The C function malloc is described by my man page as the following:

The malloc() function allocates size bytes and returns a pointer to the allocated memory. The memory is not initialized. If size is 0, then malloc() returns either NULL, or a unique pointer value that can later be successfully passed to free().

The malloc() and calloc() functions return a pointer to the allocated memory, which is suitably aligned for any built-in type. On error, these functions return NULL. […].

The libc crate predefines most of the common symbols from the libc on various platforms, including libc::malloc. Let’s write a safe program that creates memory for, stores and prints an 8-byte i64 integer, carefully justifying why we know more than the compiler, and thus why each unsafe is safe (in a perfect world all unsafe blocks would be justified/proved correct).

1
2
3
4
5
6
7
8
9
10
11
12
13
14
15
16
17
18
19
20
21
22
23
24
25
26
27
28
29
30
31
32
33
34
35
36
37
38
39
extern crate libc;
use std::ptr;

fn main() {
    let pointer: *mut i64 = unsafe {
        // rustc doesn't know what `malloc` does, and so doesn't know
        // that calling it with argument 8 is always safe; but we do,
        // so we override the compiler's concern with
        // `unsafe`. (`malloc` returns a `*mut libc::c_void` so we
        // need to cast it to the type we want.)
        libc::malloc(8) as *mut i64
    };

    // we know that the only failure condition is the pointer being
    // NULL, in any other circumstance the pointer points to a valid
    // memory allocation of at least 8 bytes.
    if pointer.is_null() {
        println!("could not allocate");
    } else {
        // here, the only thing missing is initialisation, the memory
        // is valid but uninitialised, so lets fix that. Since it is
        // not initialised, we have to be careful to avoid running
        // destructors on the old memory; via `std::ptr::write`.
        unsafe {
            // allocation is valid, and the memory is uninitialised,
            // so this is safe and correct.
            ptr::write(pointer, 1234i64);
        }

        // now `pointer` is looking at initialised, valid memory, so
        // it is valid to read from it, and to obtain a reference to
        // it.
        let data: &i64 = unsafe { &*pointer };
        println!("The data is {}", *data);
        // prints: The data is 1234
    }

    // (leaking memory is not `unsafe`.)
}

(Keen eyes will note that i64 doesn’t have a destructor and so the ptr::write call isn’t strictly required, but it’s good practice.)

FAQ: Why isn’t unsafe viral?

One might expect a function containing an unsafe block to be unsafe to call, that is, unsafety infects everything it touches, similar to how Haskell forces one to mark all impure calculations with the IO type.

However, this is not the case, unsafe is just an implementation detail; if a safe function uses unsafe internally, it just means the author has been forced to step around the type system, but still exposes a safe interface.
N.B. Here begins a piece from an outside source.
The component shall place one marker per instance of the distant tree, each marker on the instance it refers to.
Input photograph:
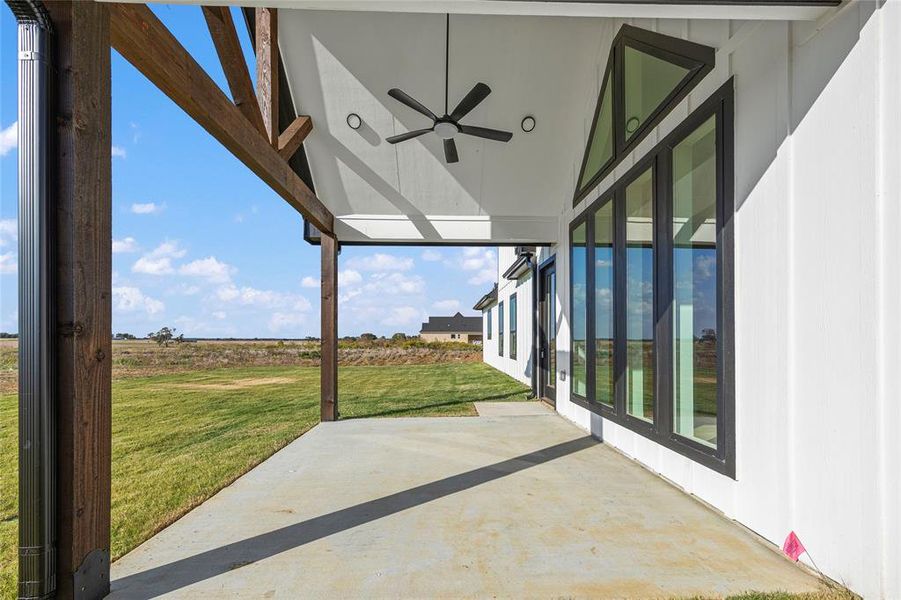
(164, 336)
More pragmatically, if unsafe were viral, every Rust program ever would be entirely unsafe, since the whole standard library is written in Rust, built on top of unsafe internals.

Conclusion

The unsafe marker is a way to step around Rust’s type system; by telling rustc that there are external conditions/invariants that guarantee correctness: the compiler steps back and locally leaves the programmer to verify that various properties hold. This allows Rust to write very low-level code like C, but still be memory safe by default, by forcing programmers to opt-in to the risky behaviour.
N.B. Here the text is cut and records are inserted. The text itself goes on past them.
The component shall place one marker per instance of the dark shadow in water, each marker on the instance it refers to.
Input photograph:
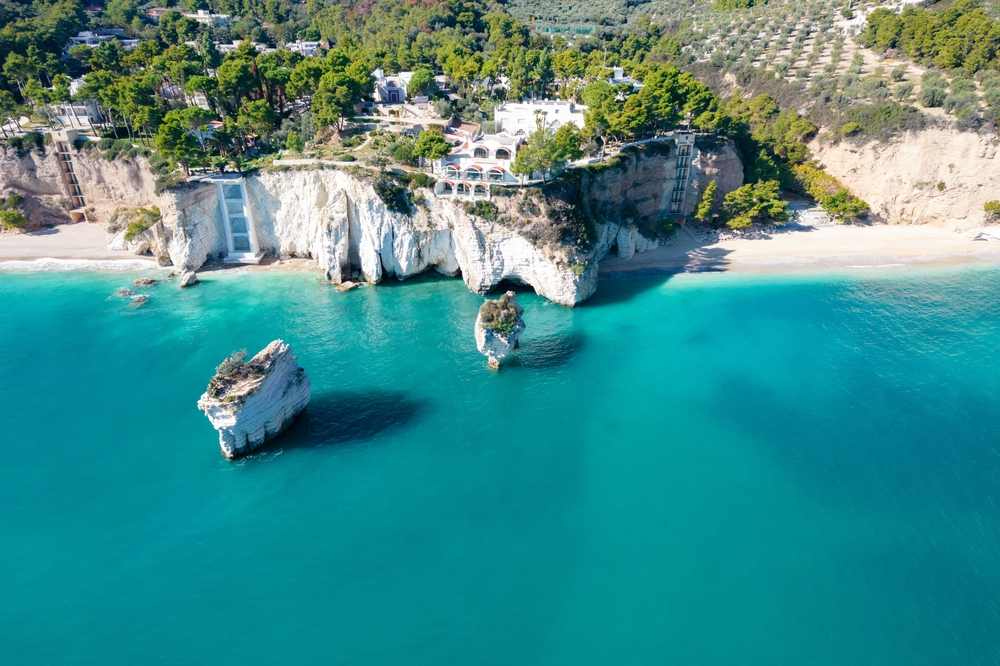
(429, 275)
(621, 281)
(552, 351)
(349, 416)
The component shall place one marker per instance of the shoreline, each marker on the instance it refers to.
(793, 249)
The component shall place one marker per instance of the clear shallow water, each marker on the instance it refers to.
(705, 469)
The “Writing Safe Unsafe and Low-Level Code” provides guidance and tips about using unsafe correctly.

  1. The code in this post compiles with rustc 0.12.0-pre-nightly (aa0e35bc6 2014-07-22 00:26:21 +0000)

  2. “What Every C Programmer Should Know About Undefined Behaviour” is a series of articles highlighting how insidious undefined behaviour can be, leading to subtly (or not so subtly) broken programs.